Kretschmann dirige depuis 2011 au Bade-Wurtemberg une coalition des Verts avec la CDU, faisant des Verts l’un des plus grands partis régionaux. Selon les récents sondages, les chrétiens-démocrates ont actuellement une légère avance sur les Verts dans ce Land. À l’échelle nationale, les chrétiens-démocrates ont également dépassé les Verts.
La candidature d’Özdemir représente non seulement un test pour les Verts au niveau régional, mais aura aussi des répercussions sur la campagne politique nationale en vue des élections législatives de l’automne 2025. La campagne d’Özdemir est considérée stratégiquement par les médias allemands comme le coup d’envoi des élections nationales.
La candidature d’Özdemir au Bade-Wurtemberg marque donc une phase cruciale tant pour son propre parti que pour la politique allemande. Sa candidature doit aider les Verts à rester au pouvoir dans un Land important, mais symbolise aussi leur engagement plus large pour les élections fédérales de 2025. En se présentant, Özdemir peut préparer beaucoup de travail en amont pour la campagne nationale des Verts.
La candidature d’Özdemir au poste de premier ministre dans son Land faisait déjà l’objet de nombreuses spéculations ouvertes depuis un certain temps.
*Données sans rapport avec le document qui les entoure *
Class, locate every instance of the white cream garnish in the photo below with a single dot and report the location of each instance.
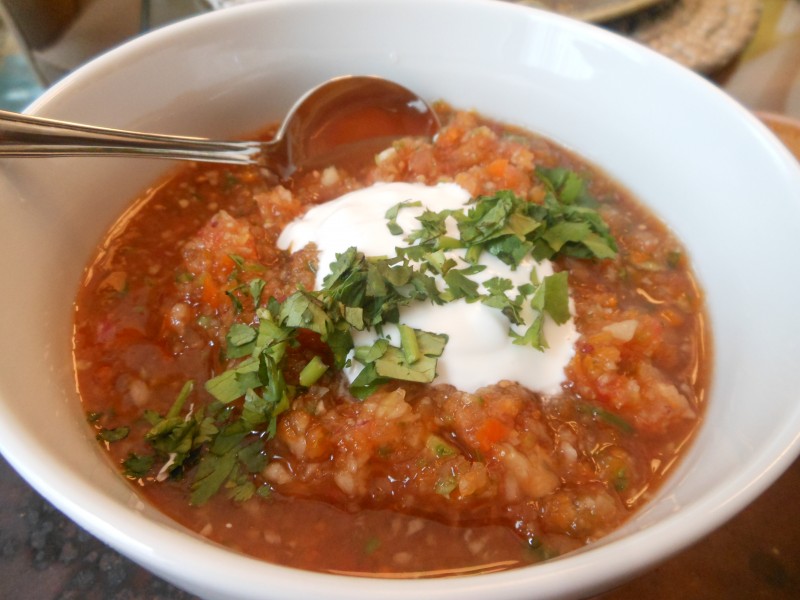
(479, 350)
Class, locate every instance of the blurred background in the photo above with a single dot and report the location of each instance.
(750, 48)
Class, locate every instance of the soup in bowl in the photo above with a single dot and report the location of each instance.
(675, 334)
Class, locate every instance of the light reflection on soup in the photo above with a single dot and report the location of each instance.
(282, 462)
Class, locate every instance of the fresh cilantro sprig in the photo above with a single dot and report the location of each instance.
(223, 441)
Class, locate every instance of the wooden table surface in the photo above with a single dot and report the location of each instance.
(43, 555)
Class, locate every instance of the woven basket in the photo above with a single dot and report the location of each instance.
(703, 35)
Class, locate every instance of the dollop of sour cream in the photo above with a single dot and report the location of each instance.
(480, 350)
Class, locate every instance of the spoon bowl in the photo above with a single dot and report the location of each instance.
(319, 127)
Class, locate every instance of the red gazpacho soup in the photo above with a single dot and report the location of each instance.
(462, 355)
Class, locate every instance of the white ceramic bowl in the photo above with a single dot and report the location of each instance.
(712, 171)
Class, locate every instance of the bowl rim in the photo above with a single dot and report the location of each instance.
(634, 553)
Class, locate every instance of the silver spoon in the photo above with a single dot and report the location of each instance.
(345, 112)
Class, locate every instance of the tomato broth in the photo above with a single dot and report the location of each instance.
(407, 478)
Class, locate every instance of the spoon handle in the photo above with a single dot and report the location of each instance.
(27, 136)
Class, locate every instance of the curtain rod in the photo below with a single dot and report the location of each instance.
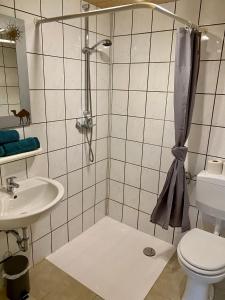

De plus, Özdemir (avec les ministres Habeck et Bärbock) appartient au cercle des Verts les plus en vue. Normalement, il pourrait être disponible pour un nouveau poste ministériel fédéral après les élections législatives de 2025.
À Berlin, on spéculait cependant de plus en plus ces dernières semaines sur un (futur ?) changement de gouvernement, ou une rupture (prématurée ?) de la coalition, notamment sous l’effet des résultats électoraux choquants dans trois Länder de l’est de l’Allemagne. Dans ces élections, l’AfD d’extrême droite a obtenu un quart des voix, et le nouveau venu Bündnis Sahra Wagenknecht (BSW) est arrivé en deuxième position.
Chez le SPD, la forte percée à droite a déjà conduit au remplacement du secrétaire général du parti, et chez les Verts au remplacement des deux co-présidents. De plus, le chef de l’opposition CDU Merz a publiquement évoqué une chute prématurée de la coalition, déclarant que la CDU/CSU veut redevenir le plus grand parti après les élections et que lui-même souhaite devenir chancelier fédéral.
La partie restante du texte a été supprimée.